[RFC] Interfaces and dialects for precise IR transformation control

Many transformations on higher-level ops have multiple parameters and, according to recent research, can benefit from a precise per-op or per-op-class configuration of these parameters. Traditionally however, these transformations are controlled by passes heuristics with few control knobs.

We propose a mechanism for more precise control over IR transformation by reifying the sequence of IR transformation instructions as more IR.

Transform commands as IR

Each transformation corresponds to an operation in a separate piece of IR, referred to as Transform IR. Attributes of Transform IR operations specify the parameters of the transformation. These operations can define and use values that serve as handles to operations in the IR being transformed (or Payload IR). Such handle values allow for precisely targeting a transformation on an operation or a set of operations.

At a high level, Transform IR operations are expected to implement an interface along the following lines:

class TransformOpInterface {
  virtual LogicalResult apply(TransformState &state) = 0;
};

/// Contains the mapping between handle values used in Transform IR and lists of
/// corresponding Payload IR ops.
struct TransformState {
  /// Must be called to indicate that the handle values defined by the Transform IR op
  /// correspond to the list of Payload IR ops.
  void setPayload(OpResult handle, ArrayRef<Operation *> payloadIROps);

  /// Returns the list of Payload IR ops associated with the handle value 
  /// used in Transform IR.
  ArrayRef<Operation *> getPayload(Value operand) const;
};

The simplest way to use such Transform IR operations is to create a “schedule interpreter” that calls “apply” following some predefined rules, e.g., sequentially. This is similar to the approach adopted by Halide, TVM, etc.

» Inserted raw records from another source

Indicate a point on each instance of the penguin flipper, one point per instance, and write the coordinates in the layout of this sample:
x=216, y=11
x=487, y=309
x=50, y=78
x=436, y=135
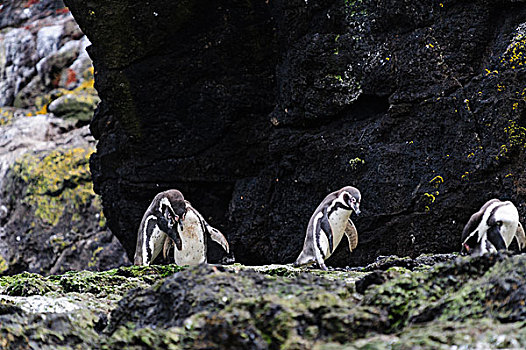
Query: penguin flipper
x=352, y=235
x=170, y=231
x=520, y=237
x=218, y=237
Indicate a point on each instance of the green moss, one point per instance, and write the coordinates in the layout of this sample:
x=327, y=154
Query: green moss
x=112, y=283
x=25, y=284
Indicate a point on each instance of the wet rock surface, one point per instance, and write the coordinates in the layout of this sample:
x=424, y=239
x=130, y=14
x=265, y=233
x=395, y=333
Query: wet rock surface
x=464, y=302
x=50, y=219
x=257, y=111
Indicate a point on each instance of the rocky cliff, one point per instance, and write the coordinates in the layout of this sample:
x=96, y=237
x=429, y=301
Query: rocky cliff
x=256, y=110
x=50, y=219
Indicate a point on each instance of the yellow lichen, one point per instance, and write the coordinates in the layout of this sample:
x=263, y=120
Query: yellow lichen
x=515, y=53
x=56, y=181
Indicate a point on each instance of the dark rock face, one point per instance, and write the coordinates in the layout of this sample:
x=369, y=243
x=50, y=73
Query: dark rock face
x=256, y=111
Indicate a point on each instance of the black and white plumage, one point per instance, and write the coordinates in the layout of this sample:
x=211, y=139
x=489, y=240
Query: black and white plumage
x=170, y=220
x=158, y=223
x=194, y=234
x=493, y=228
x=330, y=221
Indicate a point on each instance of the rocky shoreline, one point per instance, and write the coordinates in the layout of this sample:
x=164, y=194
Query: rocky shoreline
x=463, y=302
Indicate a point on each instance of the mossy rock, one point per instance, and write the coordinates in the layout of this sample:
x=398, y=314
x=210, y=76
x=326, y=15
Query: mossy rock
x=79, y=106
x=26, y=284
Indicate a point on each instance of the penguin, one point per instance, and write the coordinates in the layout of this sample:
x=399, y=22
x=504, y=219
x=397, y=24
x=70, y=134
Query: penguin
x=330, y=221
x=194, y=234
x=159, y=223
x=492, y=228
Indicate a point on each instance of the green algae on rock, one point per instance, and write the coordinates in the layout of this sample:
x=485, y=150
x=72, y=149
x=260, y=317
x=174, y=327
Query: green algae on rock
x=465, y=302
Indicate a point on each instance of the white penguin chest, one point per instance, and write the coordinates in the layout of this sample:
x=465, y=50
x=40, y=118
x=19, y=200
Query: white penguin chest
x=152, y=245
x=509, y=217
x=338, y=221
x=193, y=250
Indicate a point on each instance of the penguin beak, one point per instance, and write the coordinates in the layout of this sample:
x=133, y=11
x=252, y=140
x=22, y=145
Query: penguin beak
x=180, y=221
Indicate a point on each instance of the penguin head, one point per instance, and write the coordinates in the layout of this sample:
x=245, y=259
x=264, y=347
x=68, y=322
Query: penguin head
x=352, y=197
x=470, y=244
x=173, y=207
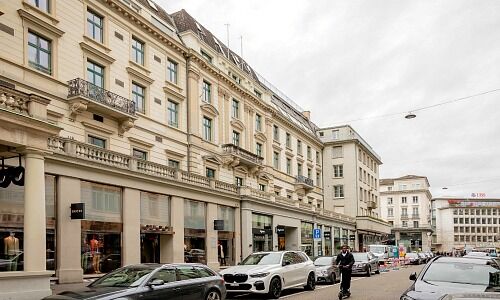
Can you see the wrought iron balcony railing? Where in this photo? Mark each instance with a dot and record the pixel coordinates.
(81, 88)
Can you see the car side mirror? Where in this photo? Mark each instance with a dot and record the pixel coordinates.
(156, 282)
(413, 276)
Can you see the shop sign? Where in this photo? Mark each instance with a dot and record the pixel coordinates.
(218, 224)
(77, 211)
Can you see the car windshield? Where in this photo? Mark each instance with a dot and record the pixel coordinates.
(262, 259)
(463, 273)
(124, 277)
(360, 256)
(323, 261)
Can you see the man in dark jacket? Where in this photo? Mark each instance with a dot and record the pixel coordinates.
(345, 261)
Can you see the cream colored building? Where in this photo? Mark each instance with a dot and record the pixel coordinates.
(465, 223)
(351, 180)
(160, 130)
(405, 203)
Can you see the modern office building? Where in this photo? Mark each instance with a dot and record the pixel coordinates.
(162, 139)
(465, 223)
(405, 203)
(351, 182)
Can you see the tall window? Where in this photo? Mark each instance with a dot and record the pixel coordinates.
(338, 191)
(95, 26)
(39, 53)
(207, 129)
(236, 138)
(258, 149)
(338, 171)
(276, 160)
(95, 74)
(41, 5)
(173, 114)
(236, 109)
(172, 71)
(258, 122)
(137, 51)
(138, 96)
(207, 92)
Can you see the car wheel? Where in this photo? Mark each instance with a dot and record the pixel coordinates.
(213, 295)
(311, 282)
(275, 288)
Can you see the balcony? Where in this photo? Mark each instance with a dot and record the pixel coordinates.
(84, 95)
(236, 156)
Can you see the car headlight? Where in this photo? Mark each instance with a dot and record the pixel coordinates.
(259, 275)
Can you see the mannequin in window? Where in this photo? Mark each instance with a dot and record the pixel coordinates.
(11, 249)
(94, 250)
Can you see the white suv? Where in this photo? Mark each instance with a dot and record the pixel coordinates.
(271, 272)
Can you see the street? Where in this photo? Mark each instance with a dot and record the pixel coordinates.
(386, 286)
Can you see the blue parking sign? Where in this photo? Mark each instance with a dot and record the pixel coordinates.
(317, 233)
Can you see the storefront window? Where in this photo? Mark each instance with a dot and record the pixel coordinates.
(194, 232)
(155, 225)
(262, 232)
(225, 246)
(12, 226)
(102, 228)
(306, 231)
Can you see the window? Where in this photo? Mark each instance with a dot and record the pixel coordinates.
(338, 191)
(207, 92)
(338, 171)
(137, 51)
(95, 26)
(210, 173)
(172, 71)
(41, 5)
(138, 96)
(258, 122)
(207, 129)
(174, 164)
(95, 74)
(99, 142)
(140, 154)
(173, 113)
(337, 152)
(39, 53)
(236, 138)
(236, 109)
(276, 133)
(276, 160)
(258, 149)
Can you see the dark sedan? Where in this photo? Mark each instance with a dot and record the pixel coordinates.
(365, 263)
(153, 281)
(448, 275)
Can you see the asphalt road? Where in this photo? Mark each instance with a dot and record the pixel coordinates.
(386, 286)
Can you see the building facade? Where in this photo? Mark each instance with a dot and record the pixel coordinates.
(405, 203)
(160, 131)
(351, 180)
(462, 224)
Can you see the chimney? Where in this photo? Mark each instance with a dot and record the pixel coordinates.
(307, 114)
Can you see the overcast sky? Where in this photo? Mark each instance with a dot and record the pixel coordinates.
(350, 60)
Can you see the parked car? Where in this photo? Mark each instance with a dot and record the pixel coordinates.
(271, 273)
(153, 281)
(365, 263)
(445, 275)
(326, 269)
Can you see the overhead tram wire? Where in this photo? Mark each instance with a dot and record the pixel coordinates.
(420, 108)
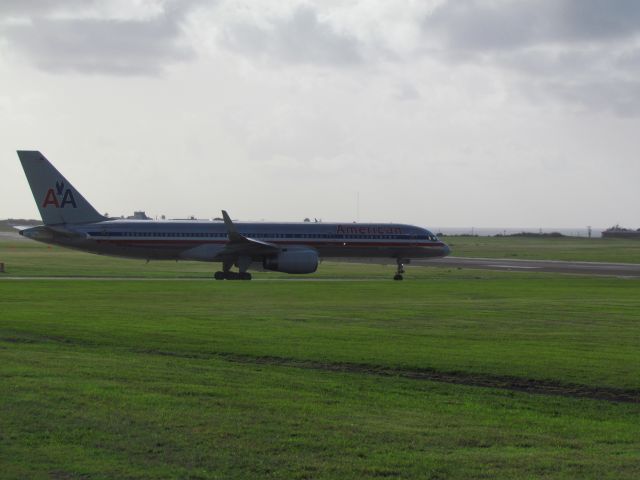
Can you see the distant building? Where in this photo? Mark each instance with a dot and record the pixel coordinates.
(620, 232)
(138, 216)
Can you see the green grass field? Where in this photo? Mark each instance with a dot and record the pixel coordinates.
(449, 374)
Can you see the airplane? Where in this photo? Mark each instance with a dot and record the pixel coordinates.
(295, 248)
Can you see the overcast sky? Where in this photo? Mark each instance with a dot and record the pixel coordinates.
(439, 113)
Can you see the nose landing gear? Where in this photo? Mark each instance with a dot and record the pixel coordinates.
(400, 270)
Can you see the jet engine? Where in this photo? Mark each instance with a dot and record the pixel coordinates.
(300, 260)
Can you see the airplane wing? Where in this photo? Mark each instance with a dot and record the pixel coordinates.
(238, 244)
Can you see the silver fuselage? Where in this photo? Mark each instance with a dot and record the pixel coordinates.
(204, 240)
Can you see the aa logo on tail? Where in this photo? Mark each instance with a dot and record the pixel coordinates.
(60, 197)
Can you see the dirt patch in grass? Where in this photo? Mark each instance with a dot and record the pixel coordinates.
(542, 387)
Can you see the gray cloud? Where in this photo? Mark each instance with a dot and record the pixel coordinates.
(476, 25)
(578, 51)
(98, 45)
(301, 38)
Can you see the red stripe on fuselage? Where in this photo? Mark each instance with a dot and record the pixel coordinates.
(351, 243)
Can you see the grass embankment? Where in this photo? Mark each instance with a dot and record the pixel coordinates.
(562, 248)
(183, 379)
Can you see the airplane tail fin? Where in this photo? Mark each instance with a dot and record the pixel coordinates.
(57, 200)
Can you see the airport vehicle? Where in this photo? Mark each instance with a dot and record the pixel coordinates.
(70, 221)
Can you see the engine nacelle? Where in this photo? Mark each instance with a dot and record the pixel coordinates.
(299, 260)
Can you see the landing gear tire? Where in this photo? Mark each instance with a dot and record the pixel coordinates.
(232, 276)
(400, 270)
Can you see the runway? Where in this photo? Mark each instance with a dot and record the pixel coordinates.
(631, 270)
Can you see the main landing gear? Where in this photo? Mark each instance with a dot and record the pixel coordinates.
(226, 273)
(400, 270)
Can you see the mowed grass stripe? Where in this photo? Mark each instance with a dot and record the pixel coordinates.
(533, 386)
(76, 412)
(542, 328)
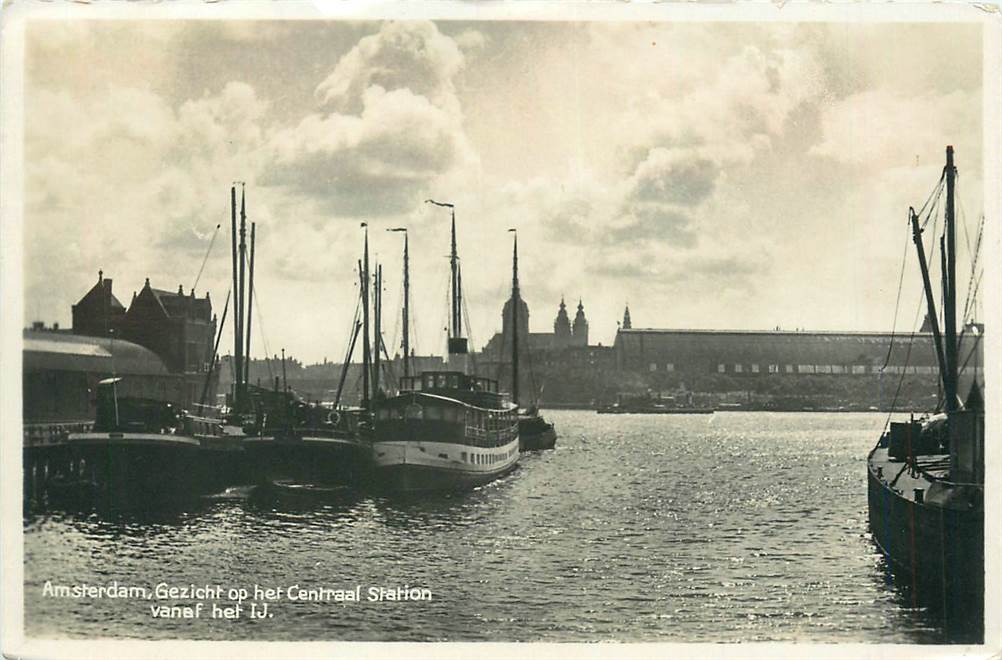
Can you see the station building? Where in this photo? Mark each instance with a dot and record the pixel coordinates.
(161, 347)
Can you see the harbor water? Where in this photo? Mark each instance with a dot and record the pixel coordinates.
(727, 527)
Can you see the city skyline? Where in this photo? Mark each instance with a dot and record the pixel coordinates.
(732, 175)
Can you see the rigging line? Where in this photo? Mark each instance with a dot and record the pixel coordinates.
(970, 310)
(897, 302)
(908, 358)
(205, 258)
(970, 355)
(971, 291)
(261, 330)
(935, 194)
(962, 214)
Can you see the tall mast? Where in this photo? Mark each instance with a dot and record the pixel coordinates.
(240, 298)
(249, 316)
(366, 350)
(950, 287)
(407, 303)
(515, 299)
(407, 306)
(237, 337)
(457, 325)
(930, 295)
(378, 336)
(457, 344)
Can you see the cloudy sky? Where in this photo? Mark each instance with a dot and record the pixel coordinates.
(709, 174)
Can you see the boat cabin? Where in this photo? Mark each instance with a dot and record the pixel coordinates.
(433, 382)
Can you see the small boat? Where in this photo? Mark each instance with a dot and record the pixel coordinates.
(535, 433)
(287, 489)
(926, 477)
(651, 406)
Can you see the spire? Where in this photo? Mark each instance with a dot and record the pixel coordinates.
(580, 326)
(514, 268)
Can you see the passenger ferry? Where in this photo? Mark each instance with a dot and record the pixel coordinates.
(444, 431)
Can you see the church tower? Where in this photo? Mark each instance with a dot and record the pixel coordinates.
(580, 328)
(561, 327)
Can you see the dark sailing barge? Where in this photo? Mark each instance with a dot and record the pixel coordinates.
(534, 432)
(926, 478)
(444, 430)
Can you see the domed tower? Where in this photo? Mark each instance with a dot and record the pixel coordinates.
(561, 327)
(580, 328)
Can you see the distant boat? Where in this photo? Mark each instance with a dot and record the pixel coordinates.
(143, 452)
(645, 405)
(444, 430)
(534, 433)
(926, 477)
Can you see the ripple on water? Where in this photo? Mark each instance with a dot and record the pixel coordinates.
(735, 527)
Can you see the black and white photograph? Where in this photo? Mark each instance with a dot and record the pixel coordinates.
(561, 322)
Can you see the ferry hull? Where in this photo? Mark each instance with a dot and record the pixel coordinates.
(413, 467)
(936, 552)
(420, 479)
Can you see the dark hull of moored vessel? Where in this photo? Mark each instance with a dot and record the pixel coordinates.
(930, 530)
(304, 443)
(449, 438)
(141, 454)
(925, 479)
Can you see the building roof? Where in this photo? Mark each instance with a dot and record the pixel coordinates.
(56, 351)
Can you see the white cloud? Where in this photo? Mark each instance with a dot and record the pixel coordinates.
(883, 128)
(395, 125)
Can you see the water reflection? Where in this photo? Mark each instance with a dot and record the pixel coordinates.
(635, 529)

In addition to the interface, a trait can provide the apply implementation for the common case of a transformation accepting one handle and producing another handle.

class SingleOpTransformOpTrait : public OpTrait<...> {
  LogicalResult apply(TransformState &state) {
    ArrayRef<Operation *> payload = state.getPayload(getOperation()->getOperand(0));
    SmallVector<Operation *> results = to_vector(map_range(
      payload,
      [](Operation *payload) {
        return static_cast<ConcreteOp *>(this)->applyToOne(payload);
      }));
    state.setPayload(results);
    return success(/*all-results-are-non-null*/);
  }
};

Similar traits can be provided for other common cases on a per-need basis.

Extension mechanism

TransformationState can be extended to store more information than the mapping or to get notified when the mapping changes by attaching instances of the state extension class.

class TransformOpInterface {
  class Extension {
    /// Derived classes can have non-trivially-destructible members.
    virtual ~Extension();
    /// Derived classes can override this to get notified when the payload changes.
    virtual void notifySetPayload(Value handle, ArrayRef<Operation *> payloadIROps);
  };

  /// Adds a new extension of the given type to the state.
  /// Practically this constructs the extension from arguments.
  template <typename ExtTy, typename... Args>
  ExtTy &addExtension(Args &&... args);

  /// Returns the extension of the given type if present in the state or null.
  template <typename ExtTy>
  ExtTy *getExtensionOrNull();
};

Extensions are identified by TypeID and only one extension of a given type is allowed in the state. Transform IR operations can interact with extensions at will and are allowed to fail if the required extensions are missing.

Relation to the infrastructure

PDL is expected to be used to match the Payload IR ops to be transformed. Furthermore, !pdl.operation can be used, at least initially, as a handle type. More specifically, we expect to introduce a transform op that takes as attribute the symbol reference to a PDL pattern and defines a handle

pdl.pattern @pdl_pattern {
  %0 = operation "scf.for"
  // …
  rewrite %0 with @xform
}
%0 = xform.pdl_match @pdl_pattern
%1 = xform.tile %0 {tile_sizes = [32, 32]}

The recently proposed dialect extension mechanism can be used to reduce coupling between the dialect that defines Transform IR ops and the implementations of those transforms by leveraging external models for the transform op interface.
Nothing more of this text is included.